但没想到的是,这头顶方巾的店小二直接冷眼扫了过来,一拍桌子,狠声喝道:“你们没见识别当我没见识,随便从山里捡些石头就像糊弄我?你们以为这是哪?这是岩城!”
看着店小二这么嚣张,景池再也忍不住了,猛的站了起来,也学着店小二蛮横的模样,对着桌子就是一掌!
然后在店小二愕然的目光中,桌子顿时“哐当哐当”裂成了五六块,一边听其吼道:“信不信老子挖了你这一对狗眼!”
店小二瞠目,这桌子可是上等杉木做的啊,这么一拍,就……就没了?
店小二干咽了口唾沫,感觉对方似乎不是普通人,目光顿时就软了下来,道:“二位客官,真的不是我不给你行这个方便,而是上头硬性规定了,不能差一分一毫的账啊,要是查账的时候少了一文一银的,我这份差事就保不住了啊。”
听罢,景池阴沉着脸往前走了一步,正欲发飙,却被苏杨一挡,然后对着店小二说道:“你这上头是谁?”

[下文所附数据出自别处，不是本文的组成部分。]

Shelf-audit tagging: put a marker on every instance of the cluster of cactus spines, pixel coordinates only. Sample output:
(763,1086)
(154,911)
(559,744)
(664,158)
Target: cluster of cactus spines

店小二干笑了片刻,如是说道:“这店是铁山佣兵团大当家开的,但大当家不管这店的生意,一直是他的手下在打理,所以要说我的上头是谁,就是铁山佣兵团了。”
苏杨和景池对视了一眼,心里暗道,有这么巧?苏杨有些无奈,默默挑出被木块压在底下的各色石块之后,便拉着景池出去了。
此为不是代表苏杨在害怕这铁山佣兵团,而是知道,眼下再如何游说,都只是在浪费口舌,因为这店小二根本就管不了事。
所以真正解决当下窘境的办法,就只有想法子赚些银两才对,不然就算他们二人住了今晚,明日的路费依旧需要解决,所以这才是苏杨放弃游说的最主要原因。
然而站在门里的店小二可不这么看,只见他冷冷一笑,鄙夷说道:“总算是识点相。”
店小二把汗巾再次挂回肩上,刚想转身回去柜台,然后突然想起了什么,看了眼地上,看了眼碎得乱七八糟的桌子,顿时一股悲痛直接从丹田窜到眼眶,然后看了眼早已不见人影的苏杨二人,顿时哭腔大作,歇斯底里道:“你们倒是把桌子钱赔了啊。”
……
待走回到大路上,苏杨便直接将他的想法跟景池说了,听罢,景池也是一抹凝重浮上面庞,有些迫于当下的窘境,旋即开口问道:“那我们接下来该怎么办。”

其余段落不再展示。